Laut Überlieferung war es das Jahr 680, als Hussein mit seiner Familie, darunter ein Säugling, getötet wurde. Mit wenigen Gefährten durchquerten sie damals die Wüste, als der Kalif Jasid eine Armee schickte, um den Imam zu stellen und gewaltsam zum Treueeid zu zwingen. Die Treue des Enkels des islamischen Propheten würde seine Herrschaft sichern, dachte er. Doch der Imam weigerte sich, einen Tyrannen als Herrscher anzuerkennen. So kam es zur Schlacht von Kerbela: Seinem Lager wurde der Zugang zum Wasser des Euphrats verwehrt, bevor man Hussein und dessen Gefolge massakrierte. Arbain markiert den 40. Tag nach dessen Tod, als die ersten Besucher, darunter einige, die die Schlacht überlebt hatten, in Kerbela eintrafen.
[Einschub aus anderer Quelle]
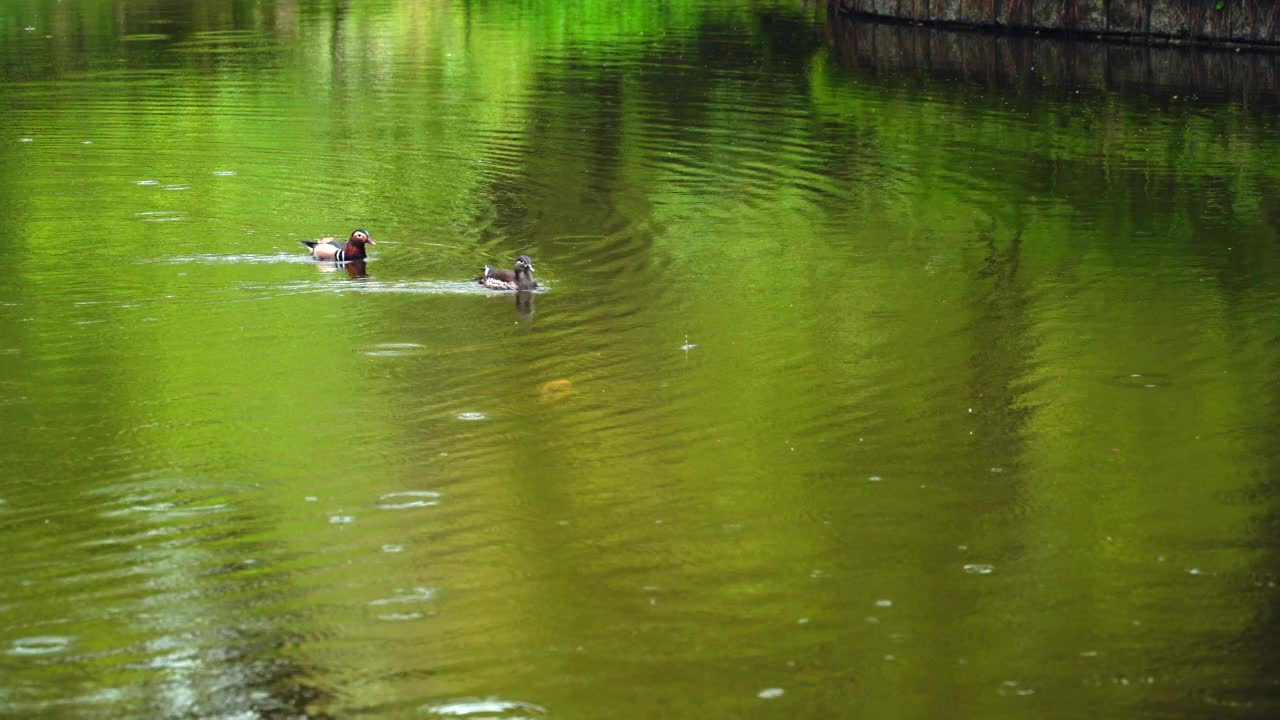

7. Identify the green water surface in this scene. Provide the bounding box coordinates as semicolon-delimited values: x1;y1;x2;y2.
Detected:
0;0;1280;719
Ihnen zu Ehren laufen heute mehr Besucher denn je die 80 Kilometer von der Stadt Nadschaf aus, wo der Vater des Imams, Ali ibn Abi Talib, ruht. Pilger, die im Irak leben, starten in der Regel aus ihren jeweiligen Städten und sind dann bis zu zehn Tage, teils länger, unterwegs. Alle sind fest entschlossen, diese Tage zu ehren, egal welche Hürden sich ihnen in den Weg stellen. Des Martyriums so zu gedenken, war nicht immer möglich. Unter Saddam Hussein war der Marsch verboten, wurden jene, die es dennoch versuchten, verfolgt und gefoltert. Einer von ihnen, ein inzwischen älterer Herr mit Beinprothese, empfängt heute Pilger in seinem Haus: »Meine Familie und ich kommen nicht aus Kerbela, aber wir haben ein Haus hier, extra um Gäste zu empfangen.«
Jahrzehntelang musste der Irak Kriege durchstehen. Unter diesen hat nicht nur die Bevölkerung, sondern auch die Infrastruktur für Strom und Wasser gelitten. Stromausfälle sind keine Seltenheit. Aufgrund des hohen Bedarfs der Gäste kam es kurz vor Arbain zu einem Totalausfall. Die Pilger bekamen von alldem aber nichts mit. Die Gastgeber hatten mit Generatoren vorgesorgt. Obwohl ein Großteil der Bevölkerung nur über begrenzte Mittel verfügt, ist er doch bereit, selbige mit seinen Mitmenschen zu teilen.